Example Implementation
To demonstrate how this may work in practice, let’s examine a sample legal document taxonomy:
- Legal Data
- Contracts
- Services Agreements
- NDAs
- Partnership Agreements
- Policies
- Data Privacy Policies
- Information Security Policies
- Compliance Reports
- Audit Reports
- Risk Assessment Reports
Now consider a scanned paper contract ingested into the system. Using optical character recognition, it is converted to machine-readable text. The cognitive engine analyzes language patterns and structural elements to recognize it as a legal document containing specific fields like parties, dates, and confidentiality clauses.
It is automatically classified under the “Legal” top-level tag with a sub-type of “Service Agreement.” Key entities, such as company names, individuals, locations, and dates, are extracted. The full text is indexed, while specific fields are structured to populate a CRM. An agent monitoring for expiring contracts sees this one will end in 6 months and schedules renewal reminders.

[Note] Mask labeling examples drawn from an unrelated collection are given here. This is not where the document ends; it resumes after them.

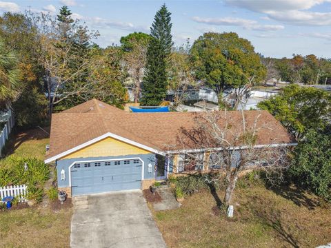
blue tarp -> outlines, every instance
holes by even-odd
[[[155,108],[139,108],[134,107],[130,107],[130,109],[134,113],[152,113],[152,112],[170,112],[169,107],[160,107]]]

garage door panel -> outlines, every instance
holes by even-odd
[[[141,163],[133,160],[80,163],[72,167],[71,184],[73,196],[139,189],[141,183]],[[128,161],[130,163],[128,163]],[[137,162],[137,161],[136,161]],[[140,162],[140,161],[139,161]],[[84,165],[90,164],[90,166]]]

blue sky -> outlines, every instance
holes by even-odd
[[[172,13],[177,45],[193,42],[205,32],[236,32],[267,56],[314,54],[331,58],[331,0],[219,1],[0,1],[0,11],[46,11],[56,14],[63,5],[101,36],[103,47],[118,44],[134,31],[149,32],[154,15],[166,3]]]

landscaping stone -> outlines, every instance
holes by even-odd
[[[181,204],[176,200],[174,194],[168,186],[159,187],[157,192],[162,200],[159,203],[153,204],[155,211],[175,209],[181,206]]]

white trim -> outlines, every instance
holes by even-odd
[[[270,144],[270,145],[254,145],[254,148],[263,148],[263,147],[284,147],[287,146],[296,146],[298,143],[280,143],[280,144]],[[236,147],[230,147],[229,149],[247,149],[249,147],[248,145],[241,145]],[[221,151],[224,148],[218,147],[218,148],[201,148],[201,149],[181,149],[177,151],[167,151],[166,153],[167,154],[176,154],[179,153],[191,153],[191,152],[210,152],[212,150]]]
[[[61,158],[66,155],[68,155],[72,152],[74,152],[76,151],[78,151],[79,149],[81,149],[82,148],[84,148],[90,145],[92,145],[96,142],[98,142],[98,141],[100,141],[106,138],[108,138],[108,137],[110,137],[110,138],[115,138],[117,140],[119,140],[119,141],[123,141],[123,142],[125,142],[128,144],[130,144],[130,145],[134,145],[136,147],[138,147],[139,148],[141,148],[141,149],[146,149],[148,152],[151,152],[152,153],[154,153],[154,154],[160,154],[160,155],[163,155],[163,156],[166,156],[166,153],[163,152],[161,152],[161,151],[158,151],[157,149],[154,149],[154,148],[152,148],[152,147],[150,147],[147,145],[143,145],[143,144],[141,144],[141,143],[139,143],[137,142],[135,142],[135,141],[133,141],[132,140],[130,140],[128,138],[123,138],[123,137],[121,137],[119,135],[117,135],[117,134],[114,134],[112,133],[110,133],[110,132],[108,132],[107,134],[105,134],[103,135],[101,135],[101,136],[99,136],[99,137],[97,137],[95,138],[93,138],[88,142],[86,142],[83,144],[81,144],[79,145],[77,145],[77,147],[74,147],[73,148],[71,148],[66,152],[61,152],[61,154],[57,154],[57,155],[55,155],[55,156],[53,156],[51,158],[47,158],[45,160],[45,163],[50,163],[50,162],[52,162],[52,161],[56,161],[57,159],[59,159],[59,158]],[[52,147],[50,148],[52,149]]]
[[[145,163],[143,161],[139,158],[139,157],[134,157],[134,158],[111,158],[111,159],[98,159],[98,160],[90,160],[90,161],[74,161],[72,163],[69,167],[68,167],[68,172],[69,172],[69,187],[71,187],[71,167],[75,164],[75,163],[93,163],[93,162],[108,162],[108,161],[125,161],[125,160],[133,160],[133,159],[139,159],[142,164],[141,166],[141,181],[143,180],[143,172],[144,172],[144,168],[145,168]],[[104,165],[105,166],[105,165]],[[121,166],[121,165],[120,165]]]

Users can now find this agreement between the two parties for enterprise search by filtering for the extracted metadata rather than full-text search. The taxonomy allows for more precise classification, retrieval, and automated actions on the content over its entire lifecycle.
Automation today
As organizational data volume and sources continue diversifying, traditional approaches are no longer feasible for effective governance, discovery, and use. A standardized content tagging taxonomy provides the schema for cognitive technologies to understand, process, and leverage this information at scale through machine-readable structures.
Critical data management functions around retention, search, and intelligent automation are achieved by classifying content upfront according to expected document types and attributes. This reduces costs while improving compliance, discovery, and insights. The taxonomy serves as a common framework for both humans and intelligent agents to interact with diverse information sources in a consistent, semantically aware manner. Overall, it establishes the machine-readable foundation for next-generation data-driven organizations.